Tidak menggubris ocehan gadis cerewet di depannya, Hadi memilih menggamit sendok kecil di samping piring kue tart baru yang ia namai dengan 'melting chocolate hug tiramisu' itu, mencoleknya sedikit dan dimasukkan ke dalam mulut. Rasanya benar-benar spektakuler, cokelatnya lumer di mulut, pas seperti namanya.
"Fiks namain dengan melting chocolate hug tiramisu."
"Iya, iya."
Hadi ketagihan menghabiskan kue tart baru itu. Gadis di depannya juga tidak lagi berbicara apapun, sibuk menghabiskan sandwich di tangannya.
Hening selama beberapa menit sampai sandwich si gadis tandas. Hadi kembali menarik tisu dan mengelap area bibir gadis itu yang belepotan. Dia mengomel, bilang gadis itu mirip bayi 2 tahun yang baru bisa makan sendiri.
"By the way, nyuruh aku datang buru-buru ke sini cuma buat ngasih tau menu baru? Nggak, kan?"

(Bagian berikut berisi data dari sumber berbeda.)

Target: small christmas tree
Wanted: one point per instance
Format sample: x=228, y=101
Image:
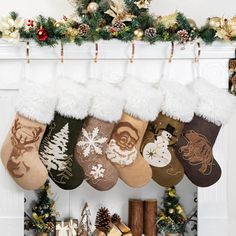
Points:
x=44, y=213
x=172, y=218
x=85, y=223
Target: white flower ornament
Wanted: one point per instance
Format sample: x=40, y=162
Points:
x=10, y=28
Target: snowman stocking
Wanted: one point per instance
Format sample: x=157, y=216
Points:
x=106, y=109
x=194, y=147
x=59, y=141
x=162, y=134
x=35, y=107
x=142, y=105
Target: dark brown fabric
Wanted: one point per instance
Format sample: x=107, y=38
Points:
x=90, y=154
x=157, y=149
x=57, y=152
x=194, y=151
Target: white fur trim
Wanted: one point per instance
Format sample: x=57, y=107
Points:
x=142, y=100
x=36, y=102
x=179, y=101
x=73, y=99
x=215, y=105
x=107, y=101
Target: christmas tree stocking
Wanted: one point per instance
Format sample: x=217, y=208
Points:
x=162, y=134
x=35, y=107
x=106, y=109
x=59, y=141
x=142, y=105
x=194, y=147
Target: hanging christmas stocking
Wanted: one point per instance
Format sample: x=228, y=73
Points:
x=162, y=134
x=35, y=107
x=59, y=141
x=194, y=148
x=142, y=105
x=106, y=109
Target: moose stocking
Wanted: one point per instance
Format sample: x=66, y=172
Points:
x=59, y=141
x=35, y=108
x=162, y=134
x=106, y=109
x=142, y=105
x=194, y=147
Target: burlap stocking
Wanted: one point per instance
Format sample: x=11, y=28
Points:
x=142, y=105
x=194, y=148
x=106, y=109
x=35, y=107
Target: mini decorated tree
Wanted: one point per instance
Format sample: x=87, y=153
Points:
x=43, y=212
x=172, y=218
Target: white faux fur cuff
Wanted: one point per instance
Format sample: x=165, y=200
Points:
x=36, y=102
x=73, y=99
x=142, y=100
x=179, y=101
x=215, y=105
x=107, y=101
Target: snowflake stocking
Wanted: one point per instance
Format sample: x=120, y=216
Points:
x=59, y=141
x=162, y=134
x=194, y=147
x=106, y=109
x=142, y=105
x=35, y=107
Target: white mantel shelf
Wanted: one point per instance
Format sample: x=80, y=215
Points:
x=116, y=50
x=212, y=201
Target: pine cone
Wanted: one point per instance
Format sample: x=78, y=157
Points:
x=103, y=220
x=183, y=36
x=115, y=219
x=119, y=26
x=83, y=29
x=150, y=32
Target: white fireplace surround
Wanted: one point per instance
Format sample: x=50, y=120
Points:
x=215, y=203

"No, no!" gelengnya. Pertama-tama gadis itu menandaskan isi es kopi miliknya hingga keluar sendawa, lalu menatap wajah Hadi. "Bapak polisi ngasih ini kemarin pagi, tadinya mau aku kasih semalam kalau kamu datang. Sorry juga aku baru sadar ternyata isinya undangan."
Hadi menerima undangan dari tangan gadis itu. Tertera nama sahabatnya di sana bersanding dengan nama perempuan yang akan menjadi calon teman hidupnya. "Raka... akhirnya ya."
"Sibuk banget ngurusin nikahan ya sampai nggak pernah datang ke cafe?" sindir si gadis. "Si Jelita Jelita itu cantik banget kah orangnya?"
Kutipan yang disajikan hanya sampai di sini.